Outlandish credit card surcharges were officially banned on the 18 March in Australia, with a new rule that retailers are no longer allowed to charge consumers excessive surcharge amounts for making purchases on their credit cards. And it was reported just this week on the looming showdown between retailers, who are taking the new rules as a meaningless threat, against credit card merchants and the RBA who are keen to play consumer advocate. It now seems the battlegrounds have been drawn with the petition calling for action to be taken against Jetstar for allegedly breaching the new rules.
The petition was started by Gold Coast businessman Klaus Bartosch, a regular traveller with Jetstar, who says Jetstar are ignoring the petition.
"It's left me no alternative but to approach Visa and MasterCard and ask them to enforce their new powers vested in them by the Reserve Bank of Australia," said Mr Bartosch. "There could not be a clearer test of their resolve to get serious about excessive credit card surcharges. If they don't act, it will reflect badly on Visa and MasterCard and demonstrate that the so-called credit card reforms are actually toothless," he said.

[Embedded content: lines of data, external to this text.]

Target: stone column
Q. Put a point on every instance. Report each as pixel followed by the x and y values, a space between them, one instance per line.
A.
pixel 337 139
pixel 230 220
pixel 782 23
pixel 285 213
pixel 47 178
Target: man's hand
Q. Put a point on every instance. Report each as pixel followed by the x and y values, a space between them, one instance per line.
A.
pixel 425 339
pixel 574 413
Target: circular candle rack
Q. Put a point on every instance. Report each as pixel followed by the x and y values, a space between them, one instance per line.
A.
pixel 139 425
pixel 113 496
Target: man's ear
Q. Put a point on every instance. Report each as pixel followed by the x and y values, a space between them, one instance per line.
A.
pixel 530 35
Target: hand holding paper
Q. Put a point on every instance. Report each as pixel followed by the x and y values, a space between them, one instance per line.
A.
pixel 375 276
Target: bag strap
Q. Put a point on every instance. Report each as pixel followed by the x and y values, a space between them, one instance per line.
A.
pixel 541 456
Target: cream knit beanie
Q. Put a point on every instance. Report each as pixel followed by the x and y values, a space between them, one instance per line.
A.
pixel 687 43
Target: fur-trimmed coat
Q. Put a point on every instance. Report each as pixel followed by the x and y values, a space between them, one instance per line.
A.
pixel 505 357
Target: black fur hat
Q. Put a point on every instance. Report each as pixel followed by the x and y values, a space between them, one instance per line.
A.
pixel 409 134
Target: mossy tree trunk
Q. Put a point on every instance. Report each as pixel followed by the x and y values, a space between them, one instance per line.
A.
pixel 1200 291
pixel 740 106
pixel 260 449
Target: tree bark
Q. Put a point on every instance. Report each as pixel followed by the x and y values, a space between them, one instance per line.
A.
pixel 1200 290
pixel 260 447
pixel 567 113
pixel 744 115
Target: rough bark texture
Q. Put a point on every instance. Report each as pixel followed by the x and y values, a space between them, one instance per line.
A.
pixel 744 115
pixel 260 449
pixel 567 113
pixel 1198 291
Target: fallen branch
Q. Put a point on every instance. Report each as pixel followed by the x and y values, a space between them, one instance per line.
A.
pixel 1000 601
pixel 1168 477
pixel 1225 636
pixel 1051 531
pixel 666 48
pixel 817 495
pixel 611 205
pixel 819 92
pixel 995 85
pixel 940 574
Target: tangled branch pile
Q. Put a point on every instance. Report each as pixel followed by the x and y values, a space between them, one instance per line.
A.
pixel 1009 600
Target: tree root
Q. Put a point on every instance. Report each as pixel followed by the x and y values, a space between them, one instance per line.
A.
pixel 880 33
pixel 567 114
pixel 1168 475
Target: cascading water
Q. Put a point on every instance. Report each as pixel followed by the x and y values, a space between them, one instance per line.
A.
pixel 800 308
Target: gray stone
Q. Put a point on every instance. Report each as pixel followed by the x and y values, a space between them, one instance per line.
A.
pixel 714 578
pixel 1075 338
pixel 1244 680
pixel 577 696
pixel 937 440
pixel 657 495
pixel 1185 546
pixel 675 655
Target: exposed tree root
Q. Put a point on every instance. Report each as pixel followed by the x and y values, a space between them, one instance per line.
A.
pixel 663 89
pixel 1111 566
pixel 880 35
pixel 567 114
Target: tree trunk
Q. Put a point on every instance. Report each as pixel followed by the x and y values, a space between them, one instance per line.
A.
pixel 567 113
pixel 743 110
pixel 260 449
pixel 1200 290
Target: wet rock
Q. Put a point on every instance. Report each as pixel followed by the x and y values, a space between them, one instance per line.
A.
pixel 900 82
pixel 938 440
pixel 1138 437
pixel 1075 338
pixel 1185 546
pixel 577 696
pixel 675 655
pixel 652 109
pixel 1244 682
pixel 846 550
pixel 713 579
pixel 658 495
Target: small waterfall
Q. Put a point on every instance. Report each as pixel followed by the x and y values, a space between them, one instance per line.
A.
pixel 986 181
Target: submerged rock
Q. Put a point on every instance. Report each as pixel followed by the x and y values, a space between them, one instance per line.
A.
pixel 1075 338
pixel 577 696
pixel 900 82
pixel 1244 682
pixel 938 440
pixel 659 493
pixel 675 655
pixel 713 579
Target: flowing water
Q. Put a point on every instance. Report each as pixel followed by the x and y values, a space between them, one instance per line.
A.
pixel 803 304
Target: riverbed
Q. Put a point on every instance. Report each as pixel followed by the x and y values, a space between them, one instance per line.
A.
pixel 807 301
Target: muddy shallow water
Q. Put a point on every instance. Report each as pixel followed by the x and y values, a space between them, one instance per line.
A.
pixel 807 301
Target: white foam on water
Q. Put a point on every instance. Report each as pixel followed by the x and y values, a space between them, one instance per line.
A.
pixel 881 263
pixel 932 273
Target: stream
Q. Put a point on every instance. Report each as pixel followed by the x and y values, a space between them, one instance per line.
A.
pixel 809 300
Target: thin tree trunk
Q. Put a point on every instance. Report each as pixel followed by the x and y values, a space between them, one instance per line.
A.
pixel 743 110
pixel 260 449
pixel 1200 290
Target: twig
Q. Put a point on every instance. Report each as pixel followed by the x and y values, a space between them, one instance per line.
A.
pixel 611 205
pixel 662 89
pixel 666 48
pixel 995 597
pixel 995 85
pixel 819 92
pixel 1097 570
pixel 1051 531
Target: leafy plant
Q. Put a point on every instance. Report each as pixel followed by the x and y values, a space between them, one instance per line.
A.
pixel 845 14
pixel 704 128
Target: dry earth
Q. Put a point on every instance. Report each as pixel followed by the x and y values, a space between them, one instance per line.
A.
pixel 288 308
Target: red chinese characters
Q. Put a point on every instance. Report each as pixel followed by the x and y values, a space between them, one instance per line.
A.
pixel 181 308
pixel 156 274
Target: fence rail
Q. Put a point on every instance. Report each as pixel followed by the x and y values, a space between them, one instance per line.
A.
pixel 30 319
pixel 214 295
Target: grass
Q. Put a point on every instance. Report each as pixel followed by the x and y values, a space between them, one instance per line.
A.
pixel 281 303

Mr Bartosch also claims that this is a serious issue for all Australians in that it reflects a trend towards possible mass adoption by retailers and an increased cost of living for all Australians.
A Jetstar spokesman has commented that, "While Jetstar doesn't have a credit card surcharge, we are aware of the new RBA standard applying to card schemes."
The Herald Sun this week reported that there are a number of retailers in Australia who are choosing to ignore the new credit card surcharge rules. According to Reg Kermode, founder of Cabcharge, a company that allegedly charges consumers as much as 10 percent in credit card surcharges, they do not believe the RBA will be able to enforce the new credit card surcharge rules.